Median income: the UK ranks 11th (7th) with Luxembourg the highest and Romania the lowest.
Inequality; the UK ranks 20th (14th) with Spain the highest and Slovenia the lowest.
Long-term unemployment, defined as the share of those who have been unemployed for 12 months and more in the workforce; the UK ranks 8th lowest (14th) with Spain the worst and Austria the lowest.
Life expectancy: UK ranks 10th at 81 (3rd at 82.1) with Spain the best (82.5) followed closely by Italy (82.4) with Lithuania the lowest (74.1).
Early school leavers, defined as youngsters aged 18 to 24 who have finished no more than a lower secondary education and are not involved in further education or training. The UK ranks badly at 23rd (20th).
Unable to afford unexpected expenses: defined as those persons unable to face unexpected financial expenses as a share of the total population. The UK ranks 17th (9th).
Homicide rates; UK ranks 14th (6th) with Slovenia lowest and Lithuania highest (74.1).
Gender pay gap: defined as the difference between average gross hourly earnings of male paid employees and of female paid employees as a percentage of average gross hourly earnings of male paid employees. Here the UK does poorly with a rank of 20th (12th).
Pollution: UK ranks 10th (12th) with Finland lowest and Bulgaria highest.
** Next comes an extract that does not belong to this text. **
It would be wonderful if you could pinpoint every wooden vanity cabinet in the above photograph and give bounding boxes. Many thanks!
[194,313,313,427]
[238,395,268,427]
Obviously this is not a definitive list and there are other obvious candidates for inclusion such as the unemployment rate itself, where the UK ranks much better than France, but it’s a good start. Yet what stands out most, in a week where Nigel Farage apparently won a live debate among the voters with Nick Clegg, is that there is evidence that contradicts the Ukip leader’s claim that everything about the EU is bad.
It appears the UK is currently a member of an EU club where at least 10 members have a markedly higher quality of life. Their people are richer, happier, live longer, are in less unequal societies, with smaller percentages unable to afford unexpected expenses, with fewer murders and less pollution. Sounds like a club most people would want to join, Nigel. If not, why not?